Le robot, en démonstration ce mardi matin dans la cour intérieure d’un bâtiment de La Poste à Berne, ressemble à une grosse tondeuse automatique. Equipé d’un GPS, de neuf caméras et de quatre détecteurs d’obstacles, il a dans son ventre une grosse batterie rechargeable, mais surtout un coffre de rangement permettant d’accueillir 10 kg de marchandises.

«Attention, ce n’est pas un jouet, c’est du sérieux», avertit Dieter Bambauer, responsable de PostLogistics, département de La Poste qui réalise un chiffre d’affaires annuel de 1,55 milliard de francs sur un total de 8,24 milliards, notamment dans la distribution de 115 millions de colis par an. «Nous voyons des utilisations possibles de robots autonomes dans la livraison de produits alimentaires et la distribution rapide de médicaments», explique-t-il.

C’est aussi l’avis de Jürg Gasser, directeur de MediService, société du groupe Galenica spécialisée notamment dans la distribution par la poste de médicaments sur ordonnance destinés à des malades chroniques. «Nous acheminons déjà entre 200 000 et 250 000 colis de ce type par an aux patients. Je suis persuadé que la distribution par robot pourra compléter l’offre dans des cas thérapeutiques spécifiques, ne serait-ce que pour répondre à la pression exercée sur les coûts de la santé», explique-t-il. MediService travaille depuis 1997 avec La Poste et songe à utiliser des robots à partir de 2020.

Marché à créer

Pour l’instant, le marché semble limité, mais La Poste, qui teste également un mode de livraison par drone, se positionne déjà afin d’occuper la place des livraisons robotisées avant ses concurrents. Le géant jaune dispose d’une autorisation de l’Office fédéral des routes pour tester trois robots à Berne et dans deux communes suburbaines, Köniz, près de Berne, et Biberist, dans le canton de Soleure.

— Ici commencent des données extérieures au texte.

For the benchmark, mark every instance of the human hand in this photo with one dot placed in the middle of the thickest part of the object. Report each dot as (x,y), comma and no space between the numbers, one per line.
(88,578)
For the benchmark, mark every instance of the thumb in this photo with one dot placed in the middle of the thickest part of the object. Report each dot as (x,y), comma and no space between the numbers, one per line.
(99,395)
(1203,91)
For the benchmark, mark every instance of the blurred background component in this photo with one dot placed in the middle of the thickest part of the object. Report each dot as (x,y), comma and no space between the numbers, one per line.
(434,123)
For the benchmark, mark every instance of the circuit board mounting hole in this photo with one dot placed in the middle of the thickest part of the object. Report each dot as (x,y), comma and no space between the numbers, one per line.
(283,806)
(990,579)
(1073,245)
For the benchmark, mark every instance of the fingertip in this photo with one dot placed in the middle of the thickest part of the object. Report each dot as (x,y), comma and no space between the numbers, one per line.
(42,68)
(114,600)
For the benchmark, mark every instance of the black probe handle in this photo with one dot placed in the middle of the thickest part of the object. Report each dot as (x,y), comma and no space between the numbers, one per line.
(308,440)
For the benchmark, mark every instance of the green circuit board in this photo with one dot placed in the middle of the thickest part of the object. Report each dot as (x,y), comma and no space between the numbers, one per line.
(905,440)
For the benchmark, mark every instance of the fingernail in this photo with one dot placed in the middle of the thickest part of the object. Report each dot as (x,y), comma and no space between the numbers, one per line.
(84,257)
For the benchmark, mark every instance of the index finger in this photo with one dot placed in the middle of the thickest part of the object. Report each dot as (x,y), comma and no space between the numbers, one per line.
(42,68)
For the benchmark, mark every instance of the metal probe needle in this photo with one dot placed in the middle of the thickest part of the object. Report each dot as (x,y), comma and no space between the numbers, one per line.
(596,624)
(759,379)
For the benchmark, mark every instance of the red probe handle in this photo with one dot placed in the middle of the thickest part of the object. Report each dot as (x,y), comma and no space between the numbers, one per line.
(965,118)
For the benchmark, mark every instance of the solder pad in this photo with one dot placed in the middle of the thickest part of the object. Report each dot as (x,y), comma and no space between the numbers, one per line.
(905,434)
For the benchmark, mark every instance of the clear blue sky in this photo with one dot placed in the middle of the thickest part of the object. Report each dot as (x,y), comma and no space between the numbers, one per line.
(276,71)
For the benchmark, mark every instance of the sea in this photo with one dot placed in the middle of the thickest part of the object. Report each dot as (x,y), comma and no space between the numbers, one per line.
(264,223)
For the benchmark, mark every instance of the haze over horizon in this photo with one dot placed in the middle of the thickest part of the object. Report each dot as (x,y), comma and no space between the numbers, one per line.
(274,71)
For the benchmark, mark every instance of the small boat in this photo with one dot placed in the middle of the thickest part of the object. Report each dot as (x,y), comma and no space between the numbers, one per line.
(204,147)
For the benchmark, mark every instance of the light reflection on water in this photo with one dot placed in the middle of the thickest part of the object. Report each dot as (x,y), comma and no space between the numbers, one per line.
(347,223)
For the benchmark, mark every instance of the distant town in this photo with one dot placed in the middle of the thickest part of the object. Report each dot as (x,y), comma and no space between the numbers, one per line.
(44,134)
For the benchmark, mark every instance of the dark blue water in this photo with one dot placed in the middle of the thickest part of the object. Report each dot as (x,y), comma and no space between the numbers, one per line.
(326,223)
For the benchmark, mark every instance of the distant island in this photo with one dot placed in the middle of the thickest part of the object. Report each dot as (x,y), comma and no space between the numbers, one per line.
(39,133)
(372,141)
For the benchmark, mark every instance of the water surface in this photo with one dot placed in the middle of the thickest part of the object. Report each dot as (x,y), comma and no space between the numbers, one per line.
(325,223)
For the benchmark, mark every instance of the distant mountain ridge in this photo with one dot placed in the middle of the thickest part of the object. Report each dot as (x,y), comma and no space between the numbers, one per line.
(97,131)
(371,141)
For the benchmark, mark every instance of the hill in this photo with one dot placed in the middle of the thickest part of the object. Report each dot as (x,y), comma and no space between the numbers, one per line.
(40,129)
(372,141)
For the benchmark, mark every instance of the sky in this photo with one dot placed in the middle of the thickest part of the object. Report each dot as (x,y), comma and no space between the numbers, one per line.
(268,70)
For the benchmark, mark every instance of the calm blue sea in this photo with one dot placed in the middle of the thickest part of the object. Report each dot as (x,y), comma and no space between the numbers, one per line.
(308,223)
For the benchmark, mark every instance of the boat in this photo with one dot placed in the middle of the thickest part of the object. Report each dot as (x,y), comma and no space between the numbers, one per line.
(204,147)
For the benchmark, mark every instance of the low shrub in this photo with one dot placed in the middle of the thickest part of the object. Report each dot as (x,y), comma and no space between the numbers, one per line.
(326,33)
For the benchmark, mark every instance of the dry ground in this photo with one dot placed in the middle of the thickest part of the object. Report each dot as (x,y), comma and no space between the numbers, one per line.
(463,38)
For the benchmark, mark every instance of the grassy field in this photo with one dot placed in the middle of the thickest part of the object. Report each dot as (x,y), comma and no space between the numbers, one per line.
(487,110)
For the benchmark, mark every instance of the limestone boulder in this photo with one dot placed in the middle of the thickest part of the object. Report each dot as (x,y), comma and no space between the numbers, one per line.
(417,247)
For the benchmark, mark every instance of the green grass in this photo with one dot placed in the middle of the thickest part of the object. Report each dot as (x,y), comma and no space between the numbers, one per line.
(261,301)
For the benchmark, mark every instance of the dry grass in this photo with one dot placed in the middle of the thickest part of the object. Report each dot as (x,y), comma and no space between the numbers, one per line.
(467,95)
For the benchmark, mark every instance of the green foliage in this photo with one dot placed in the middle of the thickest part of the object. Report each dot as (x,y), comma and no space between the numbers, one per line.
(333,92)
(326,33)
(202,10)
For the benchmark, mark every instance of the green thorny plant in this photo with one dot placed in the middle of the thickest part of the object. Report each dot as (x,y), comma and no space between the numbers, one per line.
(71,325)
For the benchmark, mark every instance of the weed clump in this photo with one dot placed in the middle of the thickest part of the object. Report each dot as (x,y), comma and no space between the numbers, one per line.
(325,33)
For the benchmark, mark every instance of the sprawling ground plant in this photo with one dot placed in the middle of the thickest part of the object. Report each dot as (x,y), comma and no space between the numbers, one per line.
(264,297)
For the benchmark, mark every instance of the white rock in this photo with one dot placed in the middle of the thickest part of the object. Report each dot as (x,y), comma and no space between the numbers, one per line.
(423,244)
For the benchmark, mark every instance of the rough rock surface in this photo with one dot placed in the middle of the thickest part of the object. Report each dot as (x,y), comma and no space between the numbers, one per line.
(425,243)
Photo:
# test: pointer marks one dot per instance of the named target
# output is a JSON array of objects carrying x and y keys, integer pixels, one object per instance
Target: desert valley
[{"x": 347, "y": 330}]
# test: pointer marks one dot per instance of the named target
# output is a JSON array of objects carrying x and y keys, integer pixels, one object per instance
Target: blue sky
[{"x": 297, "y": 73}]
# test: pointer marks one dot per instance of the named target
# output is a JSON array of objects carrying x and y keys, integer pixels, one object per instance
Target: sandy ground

Dieter Bambauer rappelle que des prestataires externes à la branche de la logistique, comme Amazon ou Google, se lancent dans la distribution sans avoir l’obligation de rentabiliser ce service inclus dans le prix de base de leurs produits. La robotisation peut donc être une réponse adéquate à la pression sur les coûts.

Les concepteurs du robot, Ahti Heinla et Janus Friis, cofondateurs de Skype, ont créé en 2014 en Estonie la start-up Starship Technologies, qui emploie aujourd’hui une cinquantaine de personnes. Ils estiment qu’une livraison automatisée coûte moins d’un franc, soit cinq à quinze fois moins cher qu’un système traditionnel par camionnette. La seule concurrence actuelle pourrait être, en ville, le système d’acheminement par vélo.

Autonomie surveillée

Le robot, dont le prix n’est pas communiqué, est muni d’une technologie moins performante que celle des voitures autonomes. Il fonctionne mal lorsque la rue est encombrée car il s’arrête devant chaque obstacle (piéton, cycliste, etc.), avant de tenter de le contourner. Il est néanmoins capable, avec ses six roues, de franchir un trottoir et de traverser la route sur un passage piéton. Mais pas de monter un escalier. Son utilisation est donc prévue plutôt dans les banlieues relativement peu fréquentées et équipées de larges trottoirs.

Concrètement, le véhicule est programmé pour effectuer un trajet et le client, muni d’une application ad hoc, reçoit un message sur son smartphone lorsque le robot arrive au pied de son immeuble. Il active ensuite un code pour ouvrir le conteneur et prendre la marchandise. Le risque de vol est limité car le robot, muni d’un GPS et de caméras, est toujours localisable. Son autonomie, de 6 km à une vitesse moyenne de 3 km/h, n’est pas totale puisque le concept veut qu’il puisse être surveillé et éventuellement pris en main à distance par un opérateur chargé de contrôler le bon déroulement de plusieurs dizaines de livraisons en même temps.

Ce système est aussi testé à Londres et en Allemagne. La Poste dispose, pour l’instant, d’une sorte d’exclusivité et n’écarte pas l’idée d’entrer dans le capital de Starship Technologies. Dieter Bambauer songe déjà à combiner, dans trois à cinq ans, les livraisons par drone et par robot.